Ein Herz, das das Elend der Gesellschaft sieht

Kirche in der Welt: Die Gläubigen zum Zeugnis der Liebe ermuntern

Von Robert Kardinal Sarah, Präsident des Päpstlichen Rates “Cor Unum”

Nach einer langen Zeit der Reflexion, der Konsultation und der Ausarbeitung erscheint das Motu proprio Intima Ecclesiae natura. Es ist für die Gesamtkirche am 10. Dezember in Kraft getreten. Der Text betrifft in erster Linie das Bischofsamt in bezug auf die Verantwortung der Bischöfe für den Liebesdienst der Kirche. Darüber hinaus unterstreicht der Papst immer wieder, wie wichtig dieser Dienst für die Kirche ist; und das geht auch aus dem Titel des Motu proprio hervor. Auf die herausragende Funktion der Liebe ist der Papst auch am vergangenen 8. Oktober bei der Eröffnung der Synode über die Neuevangelisierung eingegangen. Er erinnerte daran, dass die beiden Säulen für die Neuevangelisierung “confessio” und “caritas” sind, Bekenntnis und Liebe.

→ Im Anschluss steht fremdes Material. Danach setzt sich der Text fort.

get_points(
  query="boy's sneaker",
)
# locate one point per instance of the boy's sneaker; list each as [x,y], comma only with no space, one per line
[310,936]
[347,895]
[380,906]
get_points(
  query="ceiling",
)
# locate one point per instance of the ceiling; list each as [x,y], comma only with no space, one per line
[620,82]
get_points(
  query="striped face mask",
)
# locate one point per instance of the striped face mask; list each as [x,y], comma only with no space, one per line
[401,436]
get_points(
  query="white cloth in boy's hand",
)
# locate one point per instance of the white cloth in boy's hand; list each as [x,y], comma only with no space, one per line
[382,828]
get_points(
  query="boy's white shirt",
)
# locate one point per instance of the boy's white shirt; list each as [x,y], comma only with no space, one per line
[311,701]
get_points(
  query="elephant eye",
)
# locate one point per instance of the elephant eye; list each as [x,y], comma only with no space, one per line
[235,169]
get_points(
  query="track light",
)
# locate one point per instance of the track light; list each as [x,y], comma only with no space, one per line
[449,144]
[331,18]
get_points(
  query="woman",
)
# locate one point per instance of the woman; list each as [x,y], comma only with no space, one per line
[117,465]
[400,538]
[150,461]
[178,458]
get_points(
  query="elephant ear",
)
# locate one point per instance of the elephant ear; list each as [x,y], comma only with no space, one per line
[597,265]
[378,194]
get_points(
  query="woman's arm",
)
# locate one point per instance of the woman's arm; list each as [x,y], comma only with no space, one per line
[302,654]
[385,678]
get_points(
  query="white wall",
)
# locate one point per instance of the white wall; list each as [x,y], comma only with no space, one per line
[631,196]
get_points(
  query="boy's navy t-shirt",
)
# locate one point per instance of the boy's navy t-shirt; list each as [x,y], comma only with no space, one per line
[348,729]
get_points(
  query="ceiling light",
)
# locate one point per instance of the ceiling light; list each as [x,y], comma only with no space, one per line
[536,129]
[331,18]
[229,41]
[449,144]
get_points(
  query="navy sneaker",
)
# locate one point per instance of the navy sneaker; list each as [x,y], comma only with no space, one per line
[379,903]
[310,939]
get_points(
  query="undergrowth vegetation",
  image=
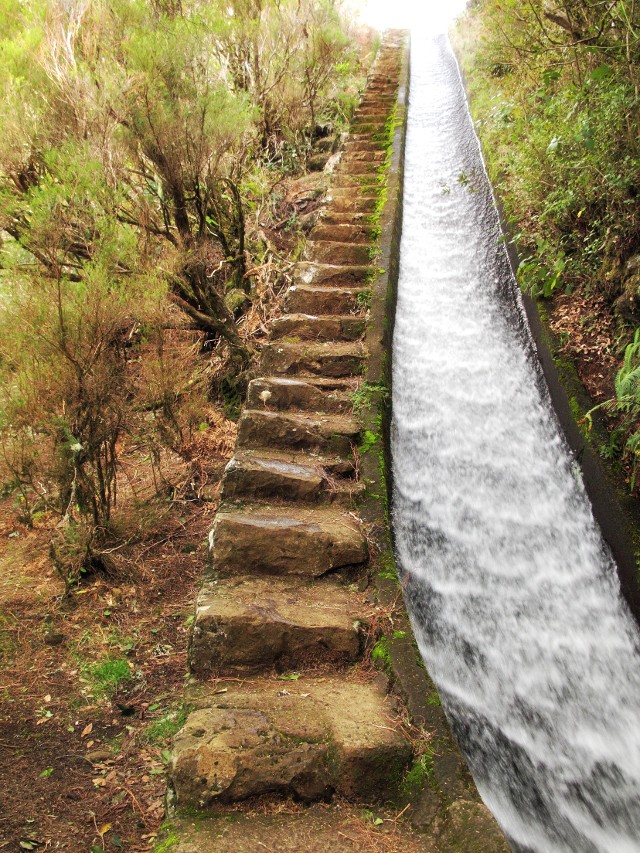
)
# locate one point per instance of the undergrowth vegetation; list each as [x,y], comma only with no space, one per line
[144,159]
[554,90]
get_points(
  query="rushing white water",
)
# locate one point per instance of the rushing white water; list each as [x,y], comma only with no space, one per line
[513,594]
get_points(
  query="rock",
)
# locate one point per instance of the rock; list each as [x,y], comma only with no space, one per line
[334,434]
[305,738]
[98,755]
[314,394]
[250,623]
[310,327]
[469,827]
[314,273]
[330,358]
[336,254]
[286,540]
[309,299]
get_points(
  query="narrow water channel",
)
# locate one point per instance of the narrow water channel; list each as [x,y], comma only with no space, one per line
[513,595]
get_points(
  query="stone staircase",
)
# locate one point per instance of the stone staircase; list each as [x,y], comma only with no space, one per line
[287,590]
[288,550]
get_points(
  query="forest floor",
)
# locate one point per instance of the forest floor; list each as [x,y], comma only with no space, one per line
[91,683]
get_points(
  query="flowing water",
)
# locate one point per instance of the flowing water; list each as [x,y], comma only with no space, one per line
[513,594]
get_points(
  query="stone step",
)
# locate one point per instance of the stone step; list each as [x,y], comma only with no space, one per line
[344,232]
[345,201]
[336,467]
[305,299]
[324,358]
[307,739]
[361,145]
[356,167]
[311,327]
[372,181]
[371,113]
[355,155]
[247,624]
[338,254]
[333,434]
[255,478]
[310,272]
[286,540]
[329,217]
[312,394]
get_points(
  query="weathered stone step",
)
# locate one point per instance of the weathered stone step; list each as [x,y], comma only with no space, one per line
[307,739]
[356,167]
[309,272]
[296,430]
[326,358]
[371,181]
[343,232]
[379,97]
[362,145]
[337,467]
[355,155]
[338,254]
[331,217]
[344,200]
[286,540]
[255,478]
[368,114]
[245,624]
[368,125]
[311,327]
[324,300]
[312,394]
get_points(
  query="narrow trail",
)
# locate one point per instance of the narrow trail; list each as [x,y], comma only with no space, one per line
[513,595]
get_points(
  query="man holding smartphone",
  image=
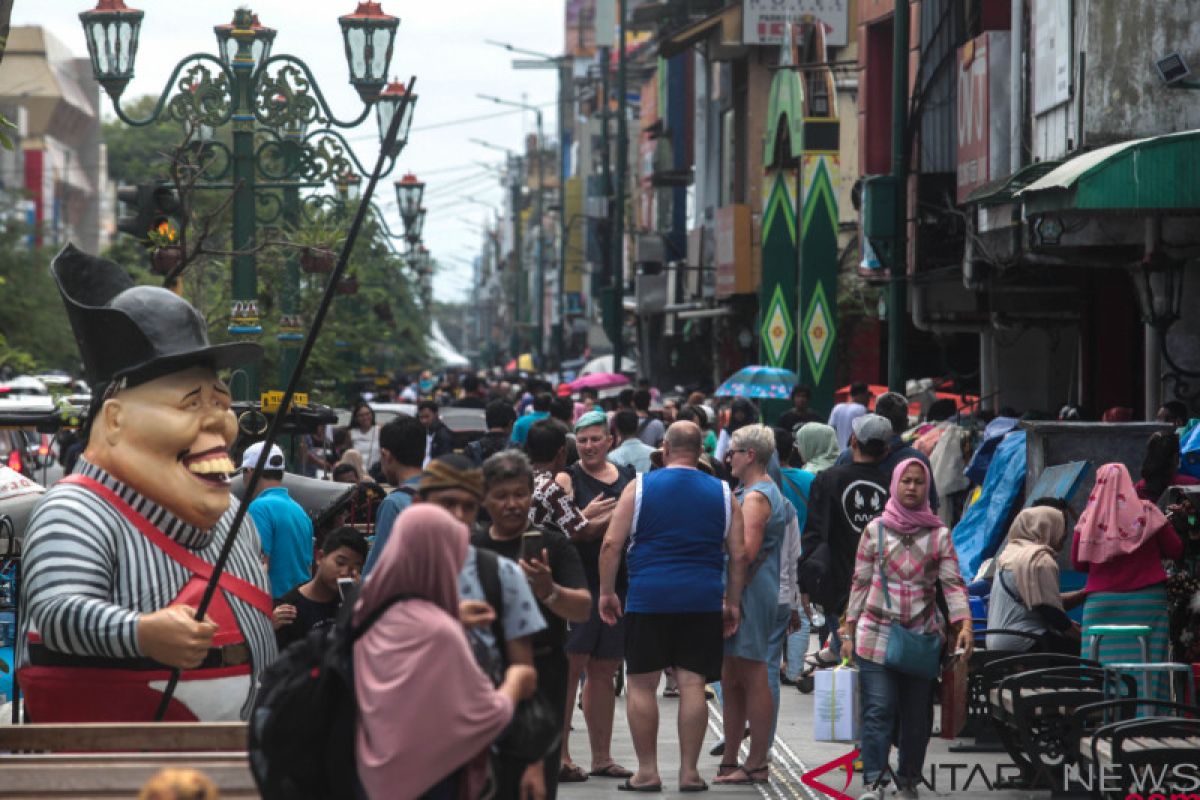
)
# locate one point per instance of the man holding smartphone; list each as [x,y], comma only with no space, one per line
[556,576]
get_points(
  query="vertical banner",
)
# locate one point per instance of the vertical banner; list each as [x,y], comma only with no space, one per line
[777,290]
[817,308]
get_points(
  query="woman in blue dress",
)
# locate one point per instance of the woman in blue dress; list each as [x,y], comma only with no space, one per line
[747,691]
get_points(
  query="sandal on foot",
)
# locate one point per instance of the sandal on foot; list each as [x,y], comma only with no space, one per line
[750,776]
[611,770]
[630,787]
[571,774]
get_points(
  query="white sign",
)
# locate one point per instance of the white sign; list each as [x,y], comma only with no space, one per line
[1051,54]
[763,20]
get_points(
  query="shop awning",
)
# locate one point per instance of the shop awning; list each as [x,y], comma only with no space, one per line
[727,22]
[1003,190]
[1156,174]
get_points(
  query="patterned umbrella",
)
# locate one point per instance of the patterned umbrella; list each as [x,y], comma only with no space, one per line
[774,383]
[599,380]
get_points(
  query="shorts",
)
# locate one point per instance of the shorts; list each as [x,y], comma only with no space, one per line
[597,639]
[691,642]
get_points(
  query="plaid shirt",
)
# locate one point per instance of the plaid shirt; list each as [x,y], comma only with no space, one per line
[553,507]
[915,565]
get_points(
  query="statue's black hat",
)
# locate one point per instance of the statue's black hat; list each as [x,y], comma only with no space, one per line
[132,331]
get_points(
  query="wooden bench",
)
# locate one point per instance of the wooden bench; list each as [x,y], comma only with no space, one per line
[114,761]
[1030,698]
[1111,738]
[978,727]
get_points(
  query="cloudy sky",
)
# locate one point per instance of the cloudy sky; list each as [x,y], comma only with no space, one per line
[439,41]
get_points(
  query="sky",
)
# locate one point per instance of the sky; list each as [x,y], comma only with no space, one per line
[442,43]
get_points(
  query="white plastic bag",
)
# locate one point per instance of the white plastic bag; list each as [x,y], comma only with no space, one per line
[835,713]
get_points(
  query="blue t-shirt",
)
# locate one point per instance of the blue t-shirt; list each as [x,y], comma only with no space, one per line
[796,483]
[286,533]
[385,517]
[677,549]
[521,427]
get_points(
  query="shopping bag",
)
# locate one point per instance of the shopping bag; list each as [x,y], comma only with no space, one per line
[835,709]
[954,697]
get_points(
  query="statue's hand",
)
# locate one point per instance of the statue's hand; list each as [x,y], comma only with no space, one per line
[173,637]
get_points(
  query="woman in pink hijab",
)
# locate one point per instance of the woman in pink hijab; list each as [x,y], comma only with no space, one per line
[917,554]
[426,713]
[1121,541]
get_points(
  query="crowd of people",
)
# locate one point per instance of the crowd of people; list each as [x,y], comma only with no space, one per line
[577,547]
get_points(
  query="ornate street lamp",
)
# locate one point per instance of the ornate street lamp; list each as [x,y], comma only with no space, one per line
[395,98]
[413,229]
[409,192]
[369,35]
[261,46]
[112,31]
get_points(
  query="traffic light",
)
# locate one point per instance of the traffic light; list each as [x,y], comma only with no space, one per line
[150,205]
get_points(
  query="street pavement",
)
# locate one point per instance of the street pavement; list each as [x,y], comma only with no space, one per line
[955,775]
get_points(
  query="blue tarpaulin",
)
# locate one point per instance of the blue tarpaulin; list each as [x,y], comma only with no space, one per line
[983,527]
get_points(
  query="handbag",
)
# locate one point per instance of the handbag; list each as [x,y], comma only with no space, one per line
[918,655]
[533,734]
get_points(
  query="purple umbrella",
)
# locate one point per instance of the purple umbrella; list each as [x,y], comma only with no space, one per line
[598,380]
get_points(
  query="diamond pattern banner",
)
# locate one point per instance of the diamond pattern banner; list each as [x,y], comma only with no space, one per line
[817,332]
[778,329]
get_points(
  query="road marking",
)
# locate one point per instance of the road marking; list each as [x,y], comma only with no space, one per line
[786,767]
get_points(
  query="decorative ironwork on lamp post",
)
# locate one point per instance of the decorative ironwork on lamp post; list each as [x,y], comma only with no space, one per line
[261,95]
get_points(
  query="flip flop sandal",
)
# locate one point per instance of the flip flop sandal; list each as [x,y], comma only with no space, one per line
[571,774]
[629,787]
[611,770]
[749,780]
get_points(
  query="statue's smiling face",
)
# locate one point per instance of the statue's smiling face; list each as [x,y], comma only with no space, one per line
[169,439]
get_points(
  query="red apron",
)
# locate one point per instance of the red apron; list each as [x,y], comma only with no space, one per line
[63,687]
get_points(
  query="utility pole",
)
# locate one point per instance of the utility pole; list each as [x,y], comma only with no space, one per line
[539,210]
[517,260]
[898,287]
[618,236]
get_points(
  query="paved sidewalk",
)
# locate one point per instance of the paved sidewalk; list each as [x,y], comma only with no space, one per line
[957,775]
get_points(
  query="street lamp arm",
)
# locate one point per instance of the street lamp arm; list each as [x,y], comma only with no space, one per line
[265,85]
[198,97]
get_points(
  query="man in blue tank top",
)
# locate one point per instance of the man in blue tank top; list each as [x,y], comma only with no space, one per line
[679,524]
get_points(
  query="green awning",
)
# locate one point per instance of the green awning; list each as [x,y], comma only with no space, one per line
[1156,174]
[1003,190]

Die gedanklichen Ursprünge des Dokuments sind in der ersten Enzyklika Benedikts XVI. zu suchen, wo er beobachtete, dass der Kodex des Kanonischen Rechts die Verantwortung des Bischofs bei der Ausübung der karitativen Tätigkeit seines Dienstes nicht im einzelnen behandelt (Deus caritas est, 32). Diese Lücke wird heute mit der vorliegenden Gesetzgebung geschlossen, die sich drei grossen Trägern des karitativen Handelns widmet und ihre Rechte und Pflichten erläutert: dem Bischof, den Gläubigen und den karitativen Organisationen, die Ausdruck jener Organisation sind, “die Voraussetzung für geordnetes gemeinschaftliches Dienen ist” (ebd., 20). Das Dokument besteht aus zwei Teilen, einer theologischen Einführung und einem Teil mit Verfügungen. Die hier folgenden Überlegungen wollen die theologische Dimension des kirchlichen Dienstes der Nächstenliebe vertiefen, die auch die neue Regelung inspiriert.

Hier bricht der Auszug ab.